Jeffrey Shaman, the study’s co-author and Columbia University professor, said there was a substantial increase in call volume to the Lifeline following all three celebrity’s deaths, but Williams’ suicide seemed to have a bigger impact.

‘The 2018 case is similar, although the magnitude of the suicide contagion rate changes following news of the Spade and Bourdain suicides was roughly half,’ Shaman said.

‘Among the two celebrity suicide events, the number of excess suicide deaths was approximately double following the 2014 Williams event, potentially reflecting differences in communication and media attention following each event and the level of population connection with the deceased.’

Williams was a beloved actor known for his roles in the the critically acclaimed films Good Morning, Vietnam (1987), Mrs.
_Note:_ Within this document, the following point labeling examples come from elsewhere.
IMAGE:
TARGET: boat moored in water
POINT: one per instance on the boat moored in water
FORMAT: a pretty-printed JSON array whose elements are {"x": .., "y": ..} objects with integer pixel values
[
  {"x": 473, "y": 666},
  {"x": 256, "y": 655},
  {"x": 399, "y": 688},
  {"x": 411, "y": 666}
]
Doubtfire (1993), and Good Will Hunting (1997), among many others. 

He was just 63 years old when he committed suicide by hanging, and his death shook the world with data showing there was a 32 percent increase in people taking their own lives using the same method, according to a 2018 study by Columbia University’s Mailman School of Public Health.

‘Although we cannot determine with certainty that these deaths are attributable to the death of Robin Williams, we found both a rapid increase in suicides in August 2014, and specifically suffocation suicides, that paralleled the time and method of Williams’ death,’ the study’s co-author David Fink, said at the time.

Anthony Bourdain was a travel writer who committed suicide by hanging mere days after Kate Spade in June 2018

Anthony Bourdain was a travel writer who committed suicide by hanging mere days after Kate Spade in June 2018

Now the researchers said their newest findings mirror the 2018 study, documenting that suicide rates in the US increased 37 percent between 2000 and 2018, but decreased five percent between 2018 and 2020 before returning to their peak in 2021.

Spade and Bourdain died in within three days of each other in June 2018 – both by hanging – and brought attention to the soaring number of suicides in the US. 

‘In both the 2014 and 2018 simulations, the increased rates of contagion lasted about two weeks before returning to baseline levels,’ Shaman said.

Suicide is now the ninth leading cause of death for people ages 10 to 64, and was responsible for more than 48,000 deaths in 2021, amounting to about one death every 11 minutes, according to the Centers for Disease Control and Prevention (CDC). 

The study’s co-author Professor Katherine Keyes said their ultimate goal moving forward ‘is to work toward a point where a suicide contagion model can inform a rapid response geared at preventing suicide.’